Obstacles still remain ahead. PEG-associated immunogenicity due to prior exposure of patients to PEGylated products and the production of anti-PEG antibodies [174] still needs to be assessed as to how it may impact the safety and efficacy of mRNA-LNP vaccines. Furthermore, two doses are required for full efficacy of BNT162b2 and mRNA-1273, increasing the cost and likelihood of experiencing side effects, which are typically more frequent after the second dose. The World Health Organization highlights vaccine hesitancy as a global health issue; indeed, ensuring patient compliance to not only receive the first dose but return for the second, particularly if they have experienced side effects to the vaccine, may be a challenge faced when combating current and future pandemics. Design of a system that is efficacious after a single dose would thus be optimal, and incorporation of SAM may be a viable option to achieve this: the efficacy of a ‘single shot’ approach of such candidates, e.g. ARCT-021, will be determined if they advance to Phase III clinical trials. Additionally, given that a single mRNA construct can be designed to encode multiple antigens, there is potential for the development of ‘universal’ vaccines for diseases with seasonal outbreaks, such as influenza. Enhancing the stability of mRNA constructs and design of the LNP vehicle to protect them from degradation, however, is key for future development of mRNA-LNP vaccines.
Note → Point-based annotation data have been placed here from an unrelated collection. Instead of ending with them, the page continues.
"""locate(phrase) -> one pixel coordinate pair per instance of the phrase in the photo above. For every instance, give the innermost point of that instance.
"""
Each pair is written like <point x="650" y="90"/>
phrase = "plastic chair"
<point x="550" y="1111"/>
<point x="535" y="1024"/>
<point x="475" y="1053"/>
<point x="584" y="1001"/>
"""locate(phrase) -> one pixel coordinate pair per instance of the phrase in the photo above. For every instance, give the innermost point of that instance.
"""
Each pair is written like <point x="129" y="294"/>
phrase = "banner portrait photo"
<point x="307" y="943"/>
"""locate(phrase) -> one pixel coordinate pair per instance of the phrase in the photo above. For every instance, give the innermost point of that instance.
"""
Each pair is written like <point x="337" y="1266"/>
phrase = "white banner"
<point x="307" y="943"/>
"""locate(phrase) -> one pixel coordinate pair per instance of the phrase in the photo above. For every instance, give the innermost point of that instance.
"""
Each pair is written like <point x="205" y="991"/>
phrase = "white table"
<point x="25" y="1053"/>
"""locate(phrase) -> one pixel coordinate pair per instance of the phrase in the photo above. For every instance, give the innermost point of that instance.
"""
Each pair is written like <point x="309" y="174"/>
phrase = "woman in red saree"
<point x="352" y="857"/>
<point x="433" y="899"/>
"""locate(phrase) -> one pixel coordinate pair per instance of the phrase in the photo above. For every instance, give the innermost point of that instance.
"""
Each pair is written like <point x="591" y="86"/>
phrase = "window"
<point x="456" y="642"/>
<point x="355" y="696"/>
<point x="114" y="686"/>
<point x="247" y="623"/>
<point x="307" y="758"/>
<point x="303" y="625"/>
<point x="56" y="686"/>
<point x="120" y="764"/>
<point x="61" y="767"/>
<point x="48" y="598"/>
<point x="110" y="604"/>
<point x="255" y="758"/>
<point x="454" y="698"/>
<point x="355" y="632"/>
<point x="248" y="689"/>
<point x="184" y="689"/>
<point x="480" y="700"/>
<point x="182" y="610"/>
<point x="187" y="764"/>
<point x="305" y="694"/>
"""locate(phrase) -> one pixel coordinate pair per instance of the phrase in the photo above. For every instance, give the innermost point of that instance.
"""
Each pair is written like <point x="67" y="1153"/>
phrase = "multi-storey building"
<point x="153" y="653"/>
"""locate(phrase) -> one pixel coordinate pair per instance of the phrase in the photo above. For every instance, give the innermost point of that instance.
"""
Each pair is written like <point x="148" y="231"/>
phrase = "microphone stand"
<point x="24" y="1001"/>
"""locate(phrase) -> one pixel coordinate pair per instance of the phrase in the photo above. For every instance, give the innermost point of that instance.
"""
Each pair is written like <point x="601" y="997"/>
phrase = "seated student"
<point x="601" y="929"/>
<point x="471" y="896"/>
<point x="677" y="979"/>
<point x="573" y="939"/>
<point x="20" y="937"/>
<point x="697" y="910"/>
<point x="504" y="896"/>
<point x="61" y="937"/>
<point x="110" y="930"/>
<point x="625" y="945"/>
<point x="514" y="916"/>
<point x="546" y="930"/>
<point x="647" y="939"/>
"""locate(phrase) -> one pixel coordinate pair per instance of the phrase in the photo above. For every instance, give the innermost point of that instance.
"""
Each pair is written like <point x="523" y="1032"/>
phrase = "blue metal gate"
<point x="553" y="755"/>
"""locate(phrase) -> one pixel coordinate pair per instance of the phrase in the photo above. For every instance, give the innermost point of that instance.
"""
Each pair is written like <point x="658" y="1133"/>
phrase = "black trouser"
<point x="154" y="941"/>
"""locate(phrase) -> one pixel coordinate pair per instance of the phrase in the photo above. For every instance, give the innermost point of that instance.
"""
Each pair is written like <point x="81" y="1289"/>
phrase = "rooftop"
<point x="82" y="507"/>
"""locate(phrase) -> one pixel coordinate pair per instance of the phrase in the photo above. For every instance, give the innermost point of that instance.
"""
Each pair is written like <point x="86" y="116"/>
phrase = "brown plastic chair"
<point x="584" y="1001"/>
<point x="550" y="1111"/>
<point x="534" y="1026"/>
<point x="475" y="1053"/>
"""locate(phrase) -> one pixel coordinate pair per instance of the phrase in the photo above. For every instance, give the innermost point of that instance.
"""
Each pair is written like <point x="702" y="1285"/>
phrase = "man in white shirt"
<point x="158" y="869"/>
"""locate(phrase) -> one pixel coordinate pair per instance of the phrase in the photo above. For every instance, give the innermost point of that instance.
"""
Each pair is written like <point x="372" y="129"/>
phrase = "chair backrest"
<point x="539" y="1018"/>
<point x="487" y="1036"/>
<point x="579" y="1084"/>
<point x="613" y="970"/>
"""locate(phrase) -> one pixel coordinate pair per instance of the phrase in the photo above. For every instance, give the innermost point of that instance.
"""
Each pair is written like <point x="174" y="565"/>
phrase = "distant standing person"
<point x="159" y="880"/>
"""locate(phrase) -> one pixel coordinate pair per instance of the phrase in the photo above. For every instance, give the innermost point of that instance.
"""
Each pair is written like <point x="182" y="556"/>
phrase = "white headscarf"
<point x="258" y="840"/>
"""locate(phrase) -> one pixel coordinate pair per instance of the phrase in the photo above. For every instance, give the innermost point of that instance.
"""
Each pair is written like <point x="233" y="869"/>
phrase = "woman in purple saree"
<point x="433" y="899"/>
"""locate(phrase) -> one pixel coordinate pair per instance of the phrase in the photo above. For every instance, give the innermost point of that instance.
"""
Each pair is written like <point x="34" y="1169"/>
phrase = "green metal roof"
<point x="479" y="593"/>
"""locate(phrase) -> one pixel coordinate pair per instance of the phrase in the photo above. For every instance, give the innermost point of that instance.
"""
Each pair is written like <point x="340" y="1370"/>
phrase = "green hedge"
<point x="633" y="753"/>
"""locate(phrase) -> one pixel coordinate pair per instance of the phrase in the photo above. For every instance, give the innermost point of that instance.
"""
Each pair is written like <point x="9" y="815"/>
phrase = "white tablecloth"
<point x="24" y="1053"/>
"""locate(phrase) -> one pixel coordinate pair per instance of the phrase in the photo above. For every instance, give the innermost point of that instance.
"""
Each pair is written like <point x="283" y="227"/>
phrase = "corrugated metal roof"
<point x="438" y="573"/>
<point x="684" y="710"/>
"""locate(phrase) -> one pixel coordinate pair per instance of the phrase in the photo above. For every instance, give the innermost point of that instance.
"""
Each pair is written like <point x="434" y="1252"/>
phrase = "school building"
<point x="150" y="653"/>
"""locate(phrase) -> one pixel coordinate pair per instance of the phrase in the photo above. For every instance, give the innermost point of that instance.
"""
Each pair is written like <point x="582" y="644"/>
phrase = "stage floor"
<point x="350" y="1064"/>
A number of innovative nanovaccine candidates, such as polymer-based vaccines, continue to push the envelope with improved efficiency and vaccine stability [120]. LNP technology has ample room for improvement for vaccine applications, from elucidating direct targeting strategies – both for localizing to the lymph nodes, and for overcoming the barrier cells therein – to, at a cellular level, enhancing uptake, endosomal escape and ultimately functional delivery of mRNA. The design of novel ionizable lipids with narrower pKa windows may provide both effective encapsulation and endosomal escape of mRNA cargoes; introducing targeting ligands or antibodies to the LNP surface may provide an alternative to relying on lipid formulation for localization of LNPs in the desired organ or tissue, and in particular for enhancing delivery to the lymph. Balancing these factors to find an optimal solution for the most effective systems will require joint efforts of scientists across different fields, but will reap huge benefits when successful: given the versatility of these platforms, mRNA-LNPs can be designed for a myriad of applications across the scope of gene therapy, including both prophylactic vaccination in infectious disease but also therapeutic vaccination for various cancers. Ultimately, the coming years promise to be an exciting time for mRNA-LNP vaccines.

Declaration of Competing Interest

The authors declare that they have no known competing financial interests or personal relationships that could have appeared to influence the work reported in this paper.